Notes and References

[1] The working title for this article was "RTTI -- Our Misunderstood Friend."

[2] Bjarne Stroustrup. The C++ Programming Language, 2nd Edition (Addison Wesley, 1992).

[3] The implementation of Ruler::IsSelected() is particularly troubling -- note that Ruler::IsSelectable() returns false, indicating that this is an unsupported feature, while IsSelected() is returning a valid result as if nothing is wrong.

[4] Scott Meyers calls this a "protocol class" in Effective C++, 2nd Edition (Addison Wesley, 1998), but I prefer the term "interface" as it is more widely used and applicable to languages and frameworks other than Standard C++, including XPCOM, Microsoft COM, and Java.

[5] If you thought the Java language didn't support multiple inheritance -- surprise! This form of multiple inheritance (from interfaces) is a staple of Java.

[6] That's because void* is more than just "pointer to unknown" -- it's effectively "pointer to unknowable."

[7] Yes, I know that this is the dreaded Diamond Inheritance Pattern. I would argue, though, that since the Unknown interface has no data members, no constructors, and no methods, this design doesn't suffer from the problems traditionally associated with multiple inheritance diamonds.

[8] The Mozilla Project, <www.mozilla.org>.

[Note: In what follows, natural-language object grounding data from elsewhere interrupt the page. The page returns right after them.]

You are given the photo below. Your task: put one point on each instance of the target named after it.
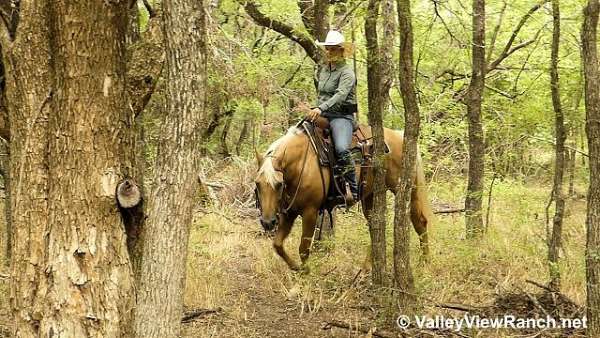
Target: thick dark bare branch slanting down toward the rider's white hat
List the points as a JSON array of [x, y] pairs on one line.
[[290, 32]]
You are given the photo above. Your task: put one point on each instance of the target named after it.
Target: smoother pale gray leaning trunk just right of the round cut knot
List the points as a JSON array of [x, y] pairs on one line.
[[175, 186]]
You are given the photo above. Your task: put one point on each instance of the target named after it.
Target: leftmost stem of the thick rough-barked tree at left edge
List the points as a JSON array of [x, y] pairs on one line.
[[27, 69]]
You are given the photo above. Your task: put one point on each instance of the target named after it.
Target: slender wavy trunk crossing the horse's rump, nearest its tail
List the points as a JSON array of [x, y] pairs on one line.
[[402, 269]]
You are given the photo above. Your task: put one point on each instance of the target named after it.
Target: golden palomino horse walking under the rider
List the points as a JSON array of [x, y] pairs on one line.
[[288, 185]]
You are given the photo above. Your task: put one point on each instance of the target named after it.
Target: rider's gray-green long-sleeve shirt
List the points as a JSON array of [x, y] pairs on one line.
[[336, 88]]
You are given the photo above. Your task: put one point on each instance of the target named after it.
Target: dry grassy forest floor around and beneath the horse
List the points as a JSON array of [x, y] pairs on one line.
[[233, 269]]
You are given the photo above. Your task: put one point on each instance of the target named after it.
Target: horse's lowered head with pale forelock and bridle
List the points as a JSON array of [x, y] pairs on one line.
[[269, 191]]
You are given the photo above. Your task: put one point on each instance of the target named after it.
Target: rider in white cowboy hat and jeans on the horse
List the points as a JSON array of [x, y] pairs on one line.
[[337, 102]]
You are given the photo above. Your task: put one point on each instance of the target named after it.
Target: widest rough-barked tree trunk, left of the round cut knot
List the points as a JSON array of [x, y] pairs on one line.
[[71, 274]]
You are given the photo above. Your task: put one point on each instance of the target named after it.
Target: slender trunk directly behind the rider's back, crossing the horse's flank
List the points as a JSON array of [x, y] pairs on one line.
[[377, 216]]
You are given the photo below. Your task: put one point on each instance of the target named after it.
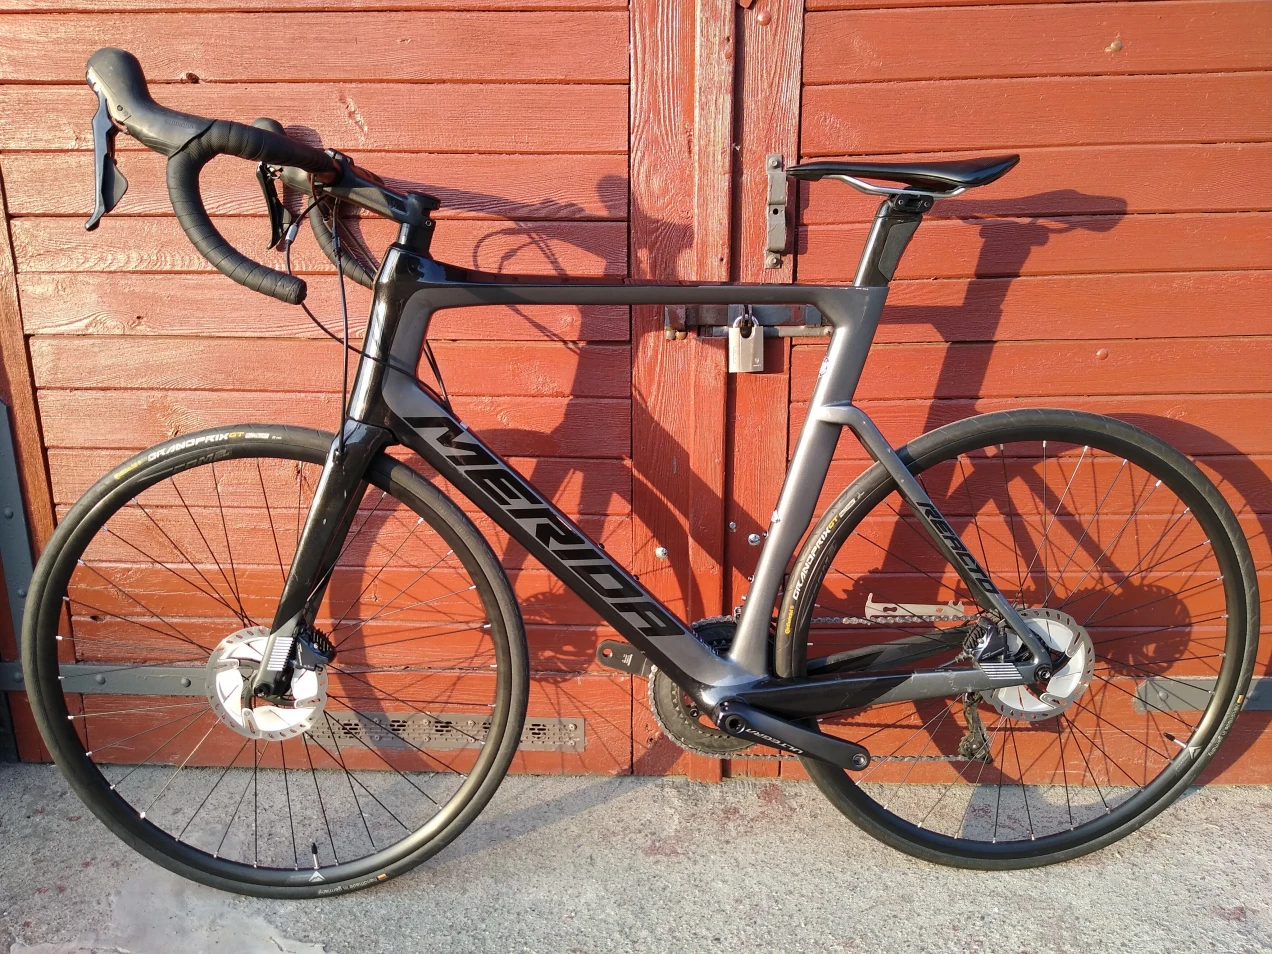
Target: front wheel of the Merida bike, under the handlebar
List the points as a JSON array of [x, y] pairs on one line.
[[152, 604]]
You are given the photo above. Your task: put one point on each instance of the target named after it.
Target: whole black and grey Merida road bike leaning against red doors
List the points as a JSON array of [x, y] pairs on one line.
[[287, 663]]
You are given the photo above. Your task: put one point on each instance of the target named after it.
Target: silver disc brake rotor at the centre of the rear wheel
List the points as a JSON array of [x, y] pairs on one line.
[[1063, 634]]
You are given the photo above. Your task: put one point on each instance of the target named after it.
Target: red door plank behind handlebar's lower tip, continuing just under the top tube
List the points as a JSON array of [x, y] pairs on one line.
[[105, 303]]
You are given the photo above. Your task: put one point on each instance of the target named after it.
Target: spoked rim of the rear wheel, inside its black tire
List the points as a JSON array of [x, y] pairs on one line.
[[1145, 581]]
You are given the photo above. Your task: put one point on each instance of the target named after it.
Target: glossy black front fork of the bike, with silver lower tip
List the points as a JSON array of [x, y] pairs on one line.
[[331, 516]]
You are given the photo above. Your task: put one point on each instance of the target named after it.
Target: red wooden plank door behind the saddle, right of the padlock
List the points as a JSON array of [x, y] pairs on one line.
[[1123, 268]]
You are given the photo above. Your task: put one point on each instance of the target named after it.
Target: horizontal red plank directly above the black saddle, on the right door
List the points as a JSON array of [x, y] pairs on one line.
[[1020, 114]]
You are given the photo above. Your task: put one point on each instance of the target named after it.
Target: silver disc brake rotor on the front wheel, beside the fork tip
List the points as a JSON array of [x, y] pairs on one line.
[[230, 668]]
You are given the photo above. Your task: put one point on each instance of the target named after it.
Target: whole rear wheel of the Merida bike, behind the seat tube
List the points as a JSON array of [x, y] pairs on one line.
[[1116, 550]]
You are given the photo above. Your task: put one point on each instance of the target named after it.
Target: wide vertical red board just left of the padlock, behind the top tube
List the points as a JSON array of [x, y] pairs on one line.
[[677, 460]]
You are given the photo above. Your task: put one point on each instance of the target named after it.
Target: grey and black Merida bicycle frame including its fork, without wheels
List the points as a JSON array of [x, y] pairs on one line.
[[389, 406]]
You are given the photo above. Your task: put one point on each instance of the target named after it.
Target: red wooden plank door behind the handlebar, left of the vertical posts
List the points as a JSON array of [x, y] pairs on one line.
[[513, 114]]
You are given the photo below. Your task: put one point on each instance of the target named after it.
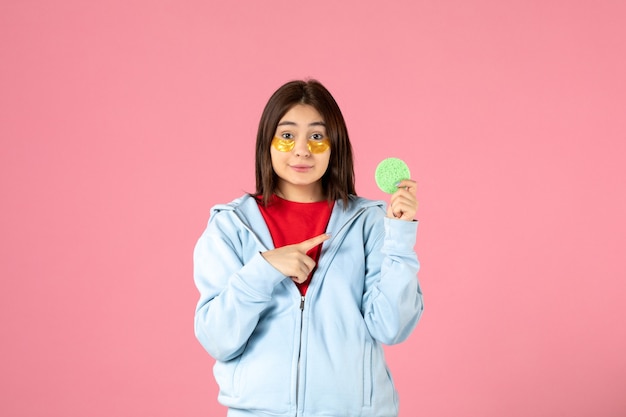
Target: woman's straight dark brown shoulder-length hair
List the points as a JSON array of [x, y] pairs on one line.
[[338, 181]]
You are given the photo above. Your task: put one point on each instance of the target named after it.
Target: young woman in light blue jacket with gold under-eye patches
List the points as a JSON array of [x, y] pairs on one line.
[[302, 282]]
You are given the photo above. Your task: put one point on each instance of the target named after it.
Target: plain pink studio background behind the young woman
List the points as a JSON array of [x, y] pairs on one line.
[[122, 122]]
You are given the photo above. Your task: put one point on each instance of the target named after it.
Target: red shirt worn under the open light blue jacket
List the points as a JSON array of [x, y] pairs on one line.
[[290, 222]]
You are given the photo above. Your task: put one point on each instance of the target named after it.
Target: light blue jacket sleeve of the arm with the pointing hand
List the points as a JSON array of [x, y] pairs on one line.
[[234, 291]]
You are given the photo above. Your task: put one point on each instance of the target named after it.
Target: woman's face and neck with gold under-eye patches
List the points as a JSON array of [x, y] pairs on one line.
[[300, 154]]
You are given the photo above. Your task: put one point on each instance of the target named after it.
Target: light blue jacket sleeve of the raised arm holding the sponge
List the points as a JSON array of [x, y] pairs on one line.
[[392, 302]]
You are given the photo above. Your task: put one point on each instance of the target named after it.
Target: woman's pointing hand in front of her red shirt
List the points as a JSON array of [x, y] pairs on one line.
[[292, 260]]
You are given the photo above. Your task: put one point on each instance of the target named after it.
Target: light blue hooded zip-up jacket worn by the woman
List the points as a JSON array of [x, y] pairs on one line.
[[279, 354]]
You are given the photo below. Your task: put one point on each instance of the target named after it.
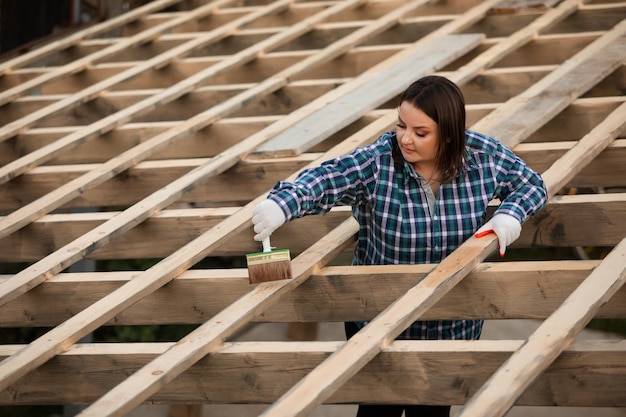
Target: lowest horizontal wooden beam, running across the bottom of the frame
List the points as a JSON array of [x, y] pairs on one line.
[[589, 373]]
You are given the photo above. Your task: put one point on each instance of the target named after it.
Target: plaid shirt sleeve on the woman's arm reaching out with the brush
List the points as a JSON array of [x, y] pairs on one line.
[[345, 180]]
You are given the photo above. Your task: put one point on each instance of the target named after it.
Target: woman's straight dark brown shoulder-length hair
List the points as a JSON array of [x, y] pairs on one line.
[[442, 101]]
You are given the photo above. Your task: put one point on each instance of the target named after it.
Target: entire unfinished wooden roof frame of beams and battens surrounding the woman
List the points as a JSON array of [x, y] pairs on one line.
[[190, 105]]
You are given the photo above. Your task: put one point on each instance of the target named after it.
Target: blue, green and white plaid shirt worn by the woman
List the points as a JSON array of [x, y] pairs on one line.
[[401, 222]]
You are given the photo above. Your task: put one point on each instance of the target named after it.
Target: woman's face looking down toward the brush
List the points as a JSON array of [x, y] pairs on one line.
[[418, 138]]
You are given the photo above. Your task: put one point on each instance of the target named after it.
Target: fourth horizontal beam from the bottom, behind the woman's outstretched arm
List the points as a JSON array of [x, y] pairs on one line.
[[252, 177]]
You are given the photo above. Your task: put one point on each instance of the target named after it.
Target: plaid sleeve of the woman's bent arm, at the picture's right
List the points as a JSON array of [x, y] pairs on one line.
[[521, 190]]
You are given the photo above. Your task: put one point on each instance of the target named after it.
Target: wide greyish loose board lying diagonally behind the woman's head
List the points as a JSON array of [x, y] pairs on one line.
[[374, 91]]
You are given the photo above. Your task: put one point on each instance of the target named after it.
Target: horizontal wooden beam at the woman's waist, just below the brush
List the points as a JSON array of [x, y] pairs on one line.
[[493, 291]]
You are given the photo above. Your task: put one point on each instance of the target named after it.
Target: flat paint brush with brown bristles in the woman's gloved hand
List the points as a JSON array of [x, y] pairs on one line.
[[269, 265]]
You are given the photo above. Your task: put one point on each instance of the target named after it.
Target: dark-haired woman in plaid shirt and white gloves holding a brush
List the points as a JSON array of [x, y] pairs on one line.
[[417, 193]]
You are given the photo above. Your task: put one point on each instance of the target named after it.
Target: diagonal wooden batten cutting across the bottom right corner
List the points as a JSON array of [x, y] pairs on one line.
[[510, 381]]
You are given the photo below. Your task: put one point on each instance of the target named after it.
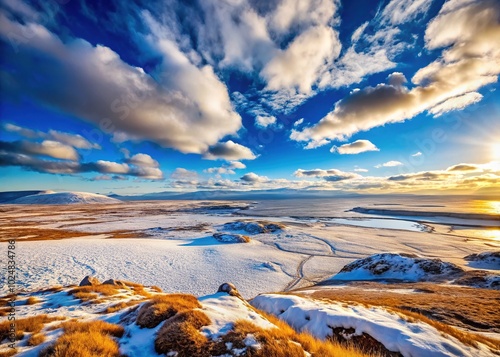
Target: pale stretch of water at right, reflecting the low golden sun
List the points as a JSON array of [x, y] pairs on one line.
[[467, 217]]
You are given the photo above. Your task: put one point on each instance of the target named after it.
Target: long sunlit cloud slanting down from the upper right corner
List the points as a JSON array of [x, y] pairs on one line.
[[470, 62]]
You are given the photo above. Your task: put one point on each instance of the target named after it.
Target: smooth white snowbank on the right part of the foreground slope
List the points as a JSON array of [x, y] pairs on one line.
[[394, 332]]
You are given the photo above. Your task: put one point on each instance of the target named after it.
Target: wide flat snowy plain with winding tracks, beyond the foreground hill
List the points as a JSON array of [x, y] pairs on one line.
[[174, 248]]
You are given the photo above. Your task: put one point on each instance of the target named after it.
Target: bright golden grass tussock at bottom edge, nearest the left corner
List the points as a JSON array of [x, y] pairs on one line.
[[86, 339]]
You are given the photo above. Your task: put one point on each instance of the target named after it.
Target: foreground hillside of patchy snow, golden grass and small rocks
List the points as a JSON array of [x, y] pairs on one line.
[[118, 318]]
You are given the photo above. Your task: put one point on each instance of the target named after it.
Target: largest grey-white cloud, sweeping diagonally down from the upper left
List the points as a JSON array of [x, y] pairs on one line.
[[185, 106]]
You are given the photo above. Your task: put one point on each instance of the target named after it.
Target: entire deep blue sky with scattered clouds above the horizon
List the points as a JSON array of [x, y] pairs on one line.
[[362, 96]]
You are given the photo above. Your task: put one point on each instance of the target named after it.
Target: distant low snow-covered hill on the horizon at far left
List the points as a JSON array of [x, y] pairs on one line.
[[64, 198]]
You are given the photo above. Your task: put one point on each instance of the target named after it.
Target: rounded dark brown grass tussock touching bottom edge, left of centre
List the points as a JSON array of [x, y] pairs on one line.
[[181, 333]]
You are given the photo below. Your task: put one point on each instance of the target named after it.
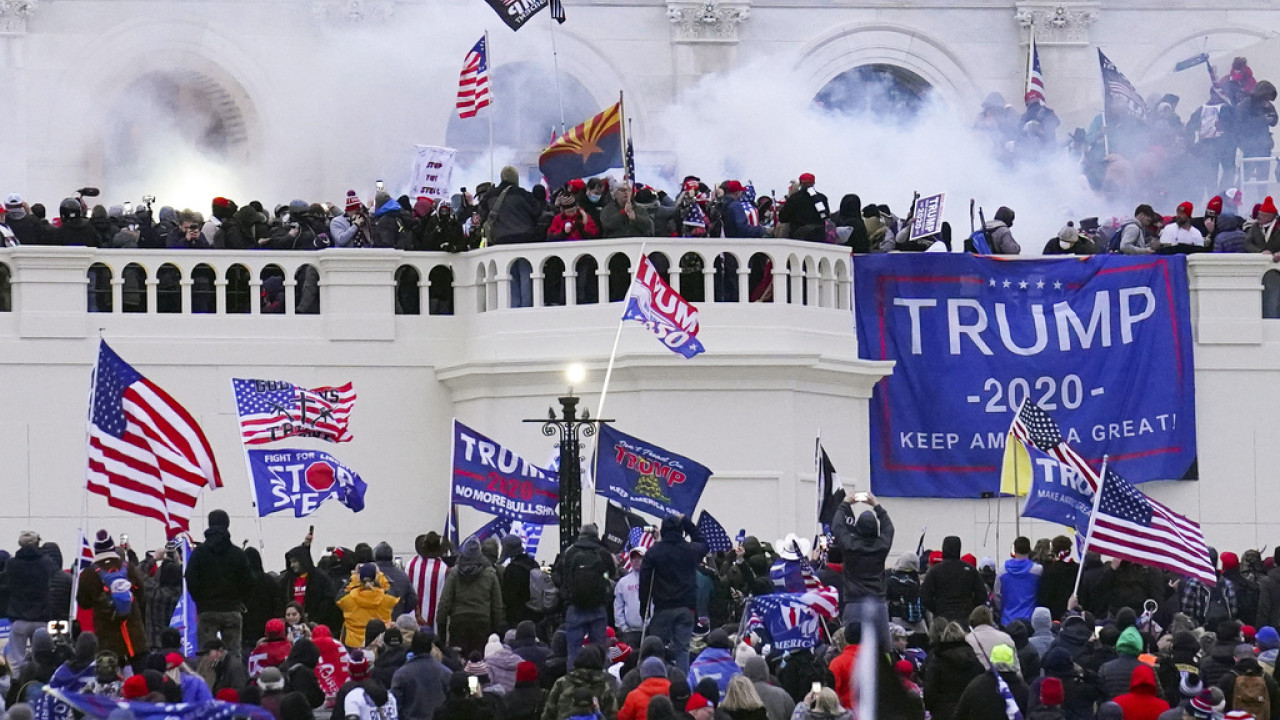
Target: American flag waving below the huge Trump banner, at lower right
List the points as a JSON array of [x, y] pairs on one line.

[9] Actually, they're virtual function tables that are laid out as if they were C++ classes -- which is why a C++ program can call methods on an XPCOM/Microsoft COM interface implemented by a program written in C or JavaScript.

About the Author

Timothy M. Shead is a former U.S. Marine, now working as a senior software engineer with nine years experience in Sunnyvale, CA. You can see the principles outlined in this article at work in a large scale environment at Tim's website, <http://k3d.sourceforge.net>.

How Not to Use RTTI

It's no lie that RTTI is an easily-abused feature of C++ -- most texts point out (correctly) that using RTTI to determine an object's specific type is almost always the result of flawed design. As an example, see what happens when one developer (mis)uses RTTI to discover whether an object can be safely deleted:

void DeleteShape(Shape* S)
{
  if(dynamic_cast<Triangle*>(S))
    delete S;
  else if(dynamic_cast<Circle*>(S))
    delete S;
  else if(dynamic_cast<PageBorder*>(S))
    delete S;
  else if(dynamic_cast<Ruler*>(S))
    return;
  else if(dynamic_cast<LayoutGrid*>(S))
    return;
}

Note that there are three classes (apparently) that can be deleted, and (maybe) two that can't. Regrettably, this code will compile and work in the short term; I say regrettably because problems will inevitably begin to appear as the program evolves. What happens when a new class is introduced, say, Ellipse? The code will continue to compile, and the application will continue to run, yet Ellipse objects won't be deletable unless the developer remembers to go back and modify the implementation of DeleteShape(). Similarly, what happens when the capabilities of an object change? Suppose a later release of the application does allow the user to delete Ruler objects -- again, the developer must remember to alter DeleteShape() to allow it. Conversely, if an object's behavior changes from deletable to non-deletable without a corresponding update to DeleteShape(), a user may delete an object that they shouldn't have, probably leading to a segfault at run time. In all of these scenarios, behavioral changes in unknown numbers of objects have to be matched with changes to an otherwise unrelated function -- a serious violation of encapsulation. That ought to be enough to warn you away from this sort of code, but if it isn't, consider that this design cannot accommodate plug-in objects (popular in the graphics world), because the author of DeleteShape() can't possibly know in advance the type names of every Shape-derived class that might be written by a third party! Finally, consider that DeleteShape() is just one function -- if you have to resort to such trickery here, you'll undoubtedly have to do it in myriad other places, adding up to a maintenance nightmare. The moral of the story is that you should never need to use RTTI to find out the actual concrete type of an object at run time -- anytime you're tempted to do so, it's a surefire pointer to problems in the design. You should be testing objects for their capabilities instead of their type, as described in the accompanying article.